Many people believe that weight loss surgery and the use of pharmaceutical weight loss is taking the easy way out. I will tell you first hand this couldn’t be further from the truth. Cravings do not go away on their own. Neither route stops you from the emotions that cause you to overeat. For those of us with lifelong weight struggles, for the most part we get to this point because of an unhealthy relationship with food. In the past, I wished my addiction was something that could be totally cut off, like alcohol or drugs, but there’s no going “cold turkey” quitting food. (They call that anorexia…)

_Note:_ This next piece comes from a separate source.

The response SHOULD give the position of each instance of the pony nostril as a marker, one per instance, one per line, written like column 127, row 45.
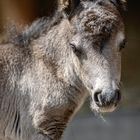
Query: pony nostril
column 97, row 97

One thing I know will help me this time around is that my husband is my partner in this. Lately, he has started taking his own health seriously, so my desire to make that easier for him will help drive me as well. With both of us making this commitment, we can start clearing out the house of temptations and filling it with better choices. Grandma’s house will always be a struggle, but we’ll just have to make good decisions before going over each day…
The biggest thing for me this time is having a plan. I have set some ground rules on food for myself, but I will also not be so rigid that I can’t live. I can give more details on that in the future for you all if that would be of help.

As far as fitness, I am gradually doing things to get more active. For Christmas, I started playing the Nintendo Switch video game called Ring Fit, which has helped get me started. It’s a lot of fun and makes a video game a workout. With the weather getting nice and our local park reopening, I have been making the 1.5 mile round trip to the playground with the kiddos (including my 20-pounder on my back!). I hope by this summer the gym will reopen with childcare, as I’d like to make a daily habit of that again.
One last step I took was starting a DietBet to hold myself accountable. For those of you unfamiliar with it, you join a game for a certain amount of money, have 4 weeks to lose 4% of your bodyweight, and if you succeed, you split the earnings with the other winners. It gives an extra money motivation to make good choices! I made about $30 last time I did it.
I’m serious about it and am ready for a change. I want to be able to chase my son around the yard again, to climb and jump and be an active mom. I debated on writing this blog entry now and not publish it until I knew I was good to stick with my plan, but I am going to ask you all to provide another level of accountability for me. It took me a couple years to get the weight off after my first pregnancy, and I don’t anticipate this going quickly.
Thanks for my old faithful readers, as well as those of you who are just now joining me on this journey. My hope is to document my journey to health for you all. It won’t be easy, I can’t promise I’ll be perfect…actually, I guarantee I won’t be. It’ll be raw and honest. I want to start writing more regularly, so if there are discussion points you would like to read about, please let me know. Hang with me through this. After all, I am still a work in progress.